"Algı" kelimesi bize ne çağrıştırıyor? Hiç gerçekten oturup "ben bu dünyayı nasıl algılıyorum"? "Algılarım , dünyaya bakış açımı nasıl değiştiriyor, tavrıma nasıl yansıyor ?" diyerek kendinizi sorguladınız mı?
Algılama, gerçeklik hakkındaki düşüncelerimizi ve kavramlarımızı içerir. Bir bardağa baktığınız zaman bunu algılarsınız , fakat bardağı farklı görsellikte tanımlayan biri için bu algı farklı olacaktır. Ya da bir ideoloji , kültür sizin algınızca yanlış olarak yorumlanırken, farklı insan ya da toplumlara verilen öğrenim ve yetiştirilme sayesinde bu ideolojiler tamamen doğru algılanabilir. O zaman görüşlerimiz ve bakış açılarımız çoğu zaman kendi algımızca yorumlanan ve bize öğretilen doğrular üstüne şekilleniyor diyebilir miyiz ?
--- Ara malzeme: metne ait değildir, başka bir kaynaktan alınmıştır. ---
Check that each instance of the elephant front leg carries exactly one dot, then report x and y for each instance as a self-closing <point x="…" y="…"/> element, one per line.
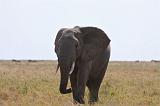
<point x="73" y="80"/>
<point x="82" y="77"/>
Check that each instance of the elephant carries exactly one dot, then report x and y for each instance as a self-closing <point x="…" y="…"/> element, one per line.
<point x="83" y="55"/>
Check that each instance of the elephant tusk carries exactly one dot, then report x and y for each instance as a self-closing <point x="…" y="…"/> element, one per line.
<point x="72" y="68"/>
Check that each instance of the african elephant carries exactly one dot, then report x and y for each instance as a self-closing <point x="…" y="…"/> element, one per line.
<point x="83" y="55"/>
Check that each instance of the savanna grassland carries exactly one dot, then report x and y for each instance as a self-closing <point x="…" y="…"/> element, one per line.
<point x="34" y="83"/>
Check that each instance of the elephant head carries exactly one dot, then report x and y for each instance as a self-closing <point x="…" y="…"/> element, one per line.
<point x="77" y="44"/>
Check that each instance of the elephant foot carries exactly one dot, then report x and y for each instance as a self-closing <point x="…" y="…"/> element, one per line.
<point x="91" y="103"/>
<point x="79" y="100"/>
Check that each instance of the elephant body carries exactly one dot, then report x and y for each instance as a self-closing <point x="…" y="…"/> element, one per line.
<point x="83" y="55"/>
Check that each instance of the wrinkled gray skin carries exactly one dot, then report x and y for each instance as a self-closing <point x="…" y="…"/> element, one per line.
<point x="89" y="49"/>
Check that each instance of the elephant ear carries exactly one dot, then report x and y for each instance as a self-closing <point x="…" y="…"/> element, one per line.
<point x="58" y="36"/>
<point x="95" y="41"/>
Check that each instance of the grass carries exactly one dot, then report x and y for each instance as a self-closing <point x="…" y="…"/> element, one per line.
<point x="36" y="84"/>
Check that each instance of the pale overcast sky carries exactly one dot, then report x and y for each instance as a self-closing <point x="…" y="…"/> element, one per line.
<point x="28" y="27"/>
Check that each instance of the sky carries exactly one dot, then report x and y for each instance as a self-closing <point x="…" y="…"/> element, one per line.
<point x="28" y="27"/>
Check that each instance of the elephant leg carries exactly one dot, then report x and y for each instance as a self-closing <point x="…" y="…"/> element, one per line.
<point x="94" y="83"/>
<point x="82" y="77"/>
<point x="73" y="80"/>
<point x="93" y="90"/>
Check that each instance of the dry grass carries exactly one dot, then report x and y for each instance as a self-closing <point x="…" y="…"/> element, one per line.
<point x="36" y="84"/>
Peki algılarımızdaki esneklik oranı nedir ? Gece gökyüzünde bir yıldıza bakarak ne kadar güzel ve aydınlık diyebiliriz. Fakat bir bilim adamı o yıldızın orada olmadığını, milyonlarca yıl önce söndüğünü söyleyebilir. Çok güzel bir günbatımı gördüğümüzde , güneşin orada bizimle birlikte olduğu algısına kapılabiliriz , oysa ki biz sadece güneşin sekiz dakika önceki haliniz görürüz. Güneş dağların arkasına doğru yolunu az evvel tamamlamıştır. Bunun gibi günlük hayatımızda da pek çok algısal yanılsamalarımız var .
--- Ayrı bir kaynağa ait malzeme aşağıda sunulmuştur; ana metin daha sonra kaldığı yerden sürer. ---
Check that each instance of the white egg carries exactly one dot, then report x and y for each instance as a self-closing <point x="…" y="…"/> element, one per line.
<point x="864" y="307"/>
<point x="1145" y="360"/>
Hatta dinler arası çatışmalar ve farklı görüşlere duyulmayan saygı "dünyayı farklı algılayış biçimlerimizden" geliyor . Ve bu algı biçimlerimiz de çocukluk yaşta ailede verilen eğitim , sosyal çevre ve bulunduğumuz toplumun ekonomik faktörlerince şekilleniyor. Alışmış olduğumuz düşünce kalıpları çerçevesine uyan insanlarla dost oluyor, algılayış biçimlerimize uyan kanalları izliyor , partilere yandaş oluyoruz. Bu çerçevenin dışına çıkan , bizim yaşayış biçimlerimize uymayan insanları bazen kınıyor , dışlıyor ya da sadece tuhaf buluyoruz. Böylece kişiler arası ayrımlar ve içsel çatışmalar başlıyor, dolayısıyla birlik bilinci yıkılıyor.
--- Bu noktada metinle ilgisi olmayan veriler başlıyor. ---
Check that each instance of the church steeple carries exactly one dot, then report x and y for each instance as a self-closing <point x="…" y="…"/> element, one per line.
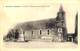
<point x="60" y="14"/>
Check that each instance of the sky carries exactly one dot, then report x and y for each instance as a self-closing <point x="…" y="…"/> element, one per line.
<point x="29" y="10"/>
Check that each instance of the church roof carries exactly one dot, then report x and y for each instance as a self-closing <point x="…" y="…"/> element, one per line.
<point x="40" y="24"/>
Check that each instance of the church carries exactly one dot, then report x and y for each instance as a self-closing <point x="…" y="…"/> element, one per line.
<point x="53" y="29"/>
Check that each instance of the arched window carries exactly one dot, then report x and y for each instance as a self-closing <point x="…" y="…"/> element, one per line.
<point x="48" y="32"/>
<point x="60" y="30"/>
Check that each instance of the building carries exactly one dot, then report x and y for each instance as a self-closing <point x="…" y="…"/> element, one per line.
<point x="53" y="29"/>
<point x="73" y="37"/>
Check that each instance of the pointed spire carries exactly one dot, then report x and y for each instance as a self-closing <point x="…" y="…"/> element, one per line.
<point x="61" y="8"/>
<point x="76" y="23"/>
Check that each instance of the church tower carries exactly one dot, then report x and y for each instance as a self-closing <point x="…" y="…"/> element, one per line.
<point x="61" y="25"/>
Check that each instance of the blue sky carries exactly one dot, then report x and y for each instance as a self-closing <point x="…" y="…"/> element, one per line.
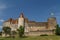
<point x="37" y="10"/>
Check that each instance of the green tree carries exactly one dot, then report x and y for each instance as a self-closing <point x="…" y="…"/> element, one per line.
<point x="7" y="30"/>
<point x="13" y="34"/>
<point x="21" y="31"/>
<point x="57" y="30"/>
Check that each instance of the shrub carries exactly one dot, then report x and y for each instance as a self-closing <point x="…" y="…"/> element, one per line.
<point x="44" y="35"/>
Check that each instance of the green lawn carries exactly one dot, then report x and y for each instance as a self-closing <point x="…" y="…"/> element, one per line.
<point x="34" y="38"/>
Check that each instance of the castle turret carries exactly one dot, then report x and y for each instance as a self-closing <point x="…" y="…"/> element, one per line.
<point x="21" y="20"/>
<point x="52" y="22"/>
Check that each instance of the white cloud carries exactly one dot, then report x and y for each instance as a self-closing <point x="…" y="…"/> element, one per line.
<point x="1" y="20"/>
<point x="2" y="7"/>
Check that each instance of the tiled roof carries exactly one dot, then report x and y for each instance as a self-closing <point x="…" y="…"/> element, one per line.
<point x="12" y="21"/>
<point x="33" y="23"/>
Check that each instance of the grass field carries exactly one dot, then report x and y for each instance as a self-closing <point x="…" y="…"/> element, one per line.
<point x="34" y="38"/>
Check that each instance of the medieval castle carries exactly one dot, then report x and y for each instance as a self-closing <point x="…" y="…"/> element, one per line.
<point x="32" y="27"/>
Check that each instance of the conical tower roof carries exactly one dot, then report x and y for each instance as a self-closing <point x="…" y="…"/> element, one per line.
<point x="21" y="15"/>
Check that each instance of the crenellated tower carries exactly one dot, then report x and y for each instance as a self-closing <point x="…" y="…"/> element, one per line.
<point x="52" y="22"/>
<point x="21" y="20"/>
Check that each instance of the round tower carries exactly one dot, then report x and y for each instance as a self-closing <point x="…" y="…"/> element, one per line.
<point x="21" y="20"/>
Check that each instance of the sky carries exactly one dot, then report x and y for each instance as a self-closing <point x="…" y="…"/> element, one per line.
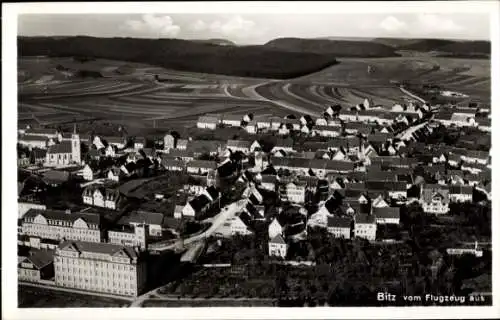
<point x="259" y="28"/>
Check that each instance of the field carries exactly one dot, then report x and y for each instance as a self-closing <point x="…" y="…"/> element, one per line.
<point x="136" y="99"/>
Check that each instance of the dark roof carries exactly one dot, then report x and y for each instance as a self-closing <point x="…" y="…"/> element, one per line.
<point x="365" y="219"/>
<point x="385" y="185"/>
<point x="459" y="189"/>
<point x="213" y="192"/>
<point x="55" y="176"/>
<point x="63" y="147"/>
<point x="37" y="153"/>
<point x="92" y="218"/>
<point x="202" y="164"/>
<point x="28" y="137"/>
<point x="41" y="258"/>
<point x="99" y="247"/>
<point x="146" y="217"/>
<point x="39" y="131"/>
<point x="199" y="202"/>
<point x="277" y="239"/>
<point x="340" y="222"/>
<point x="387" y="212"/>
"Yandaş olmadan objektif bakabilmek" birliğimiz açısında çok daha düzgün bir toplum yapısı oluşturabilecekken, neden farklı görüş ve bakış açılarına alan tanıyamıyoruz. Oysa ki kültür dediğimiz olgu bile aslında bu farklı inanış ve yaşam tarzlarının renkli bir sunumu. O zaman birini eleştirmeden ya da düşüncelerimizi savunmaya geçmeden evvel fikirleri daha geniş bir perspektiften değerlendirebilir miyiz ? Karşımızdakinin de bakış açısını anlamaya çalışmak, belki bize daha önce göremediğimiz bir şeyi öğretebilir . Bu da gelişimimiz açısından büyük önem taşımakta. Unutmayalım ki küçük bir çocukta olsa mutlaka senin bilmediğin bir şey biliyordur. Onun algısı ve yaşadığı bir deneyim senin de hayatında bir fark yaratabilir. Ama bu öğrenimlerden yararlanabilmek adına zihni biraz eğitmemiz gerek.
Öncelikle bir kişinin fikrini dinlerken kendi algımıza ters düşen bir söyleme zihinsel olarak eleştiri getirmek yerine, onu etiketlemeden etkin bir biçimde dinlememiz gerekiyor. Andaki etkin dinleme ile belki de bu fikir bize önceki algılayış biçimimizden daha farklı gelecektir. Fikir ya da düşünce süzgeçten geçmesine rağmen hala bize ters geliyorsa, yine bu insanı etiketlemek yerine fark edebiliriz ki onun doğduğu ev , yaşadığı koşullar ve çevresel edinimleri farklı. Onun yerinde olsan sende aynı görüşte olabilirdin. Bunu duymak ve bilmek bile zihinde bir esneklik alanı yaratır.
Dolayısıyla "kutuplaşma" ve "zıtlıkları" bir kenara bırakarak ,farklı fikirlere alan açmamız hem bakış açımızı geliştirir hem de empati yeteneğimizi destekleyerek bize insani edinimler sağlar.